Both the WrapWithAttribute and the UnwrapWithAttribute are a type of TransformAttribute
To implement a TransformAttribute you need to create a derived type that overrides the GetHandlerType to return the type of your IMessageTransformAsync.
Step
Step specifies the order in which a transform runs (attributes are not guaranteed to be made available in top-down order by reflection). This can be important in transforms. Imagine that you want to compress any message over 256Kb, but because a large enough message might still not be small enough after compression, a message that is still over 256Kb to distributed storage. In this case you would want to make sure that the step value for compression was lower than the step value to offload to distributed storage.
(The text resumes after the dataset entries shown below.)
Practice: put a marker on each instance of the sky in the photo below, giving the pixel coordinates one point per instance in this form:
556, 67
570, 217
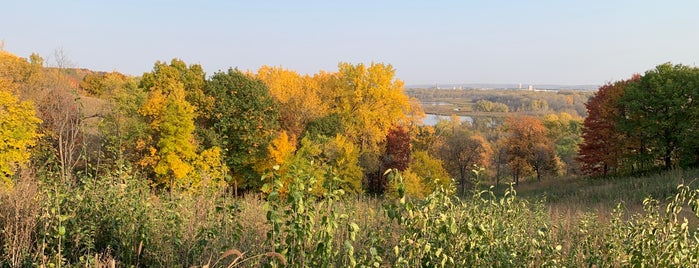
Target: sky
562, 42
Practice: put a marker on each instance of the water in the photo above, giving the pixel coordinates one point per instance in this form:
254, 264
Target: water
432, 119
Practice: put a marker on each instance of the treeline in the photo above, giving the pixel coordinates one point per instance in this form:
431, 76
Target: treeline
542, 102
181, 129
644, 123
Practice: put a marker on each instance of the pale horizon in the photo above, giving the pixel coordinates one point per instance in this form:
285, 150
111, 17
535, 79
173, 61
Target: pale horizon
436, 42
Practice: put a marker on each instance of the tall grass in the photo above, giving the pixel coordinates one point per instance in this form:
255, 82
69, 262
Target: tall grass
118, 220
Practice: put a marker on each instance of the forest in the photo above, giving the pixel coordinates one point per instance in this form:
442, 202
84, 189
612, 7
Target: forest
272, 168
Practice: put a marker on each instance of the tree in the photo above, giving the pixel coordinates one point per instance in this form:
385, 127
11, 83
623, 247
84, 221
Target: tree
461, 152
245, 120
18, 132
564, 131
603, 146
395, 156
369, 101
660, 109
297, 94
97, 84
528, 147
124, 129
173, 148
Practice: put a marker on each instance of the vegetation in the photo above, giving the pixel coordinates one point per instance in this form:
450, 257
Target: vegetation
276, 169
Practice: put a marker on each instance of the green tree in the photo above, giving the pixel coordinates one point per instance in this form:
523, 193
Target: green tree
660, 110
244, 120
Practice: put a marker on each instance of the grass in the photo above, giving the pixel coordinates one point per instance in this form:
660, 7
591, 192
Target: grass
558, 222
Passing Parameters to a Transform
If you want to pass parameters to your transform, they must be available at compile time as arguments to your derived TransformAttribute. The parameters of your attribute's constructor can be set from an attribute. Your attribute can then store these parameters in private fields. We call your derived attributes InitializeParams method after instantiating your IMessageTransformAsync, and pass the values to that object via either the InitializeWrapFromAttributeParams or InitializeUnwrapFromAttributeParams as appropriate for the type of TransformAttribute (either WrapWithAttribute or UnwrapWithAttribute).
So in this example, the ClaimCheck takes a parameter for the threshold at which point we move the body of the message into distributed storage as opposed to serializing it in the message body.
Message Transformer Factory
Because we do not know how to construct user-defined types, you have to pass us a IAmAMessageTransformerFactory that constructs instances of your IMessageTransformAsync.
Normally, you implement this using your Inversion of Control container. We provide an implementation for the .NET Inversion of Control container ServiceCollection with ServiceProviderTransformerFactory. You need a reference to the following NuGet package:
Paramore.Brighter.Extensions.DependencyInjection
If you are using HostBuilder, our extension methods mean that you benefit from automatic inclusion of the ServiceProviderTransformerFactory and registration of your IMessageTransformAsync.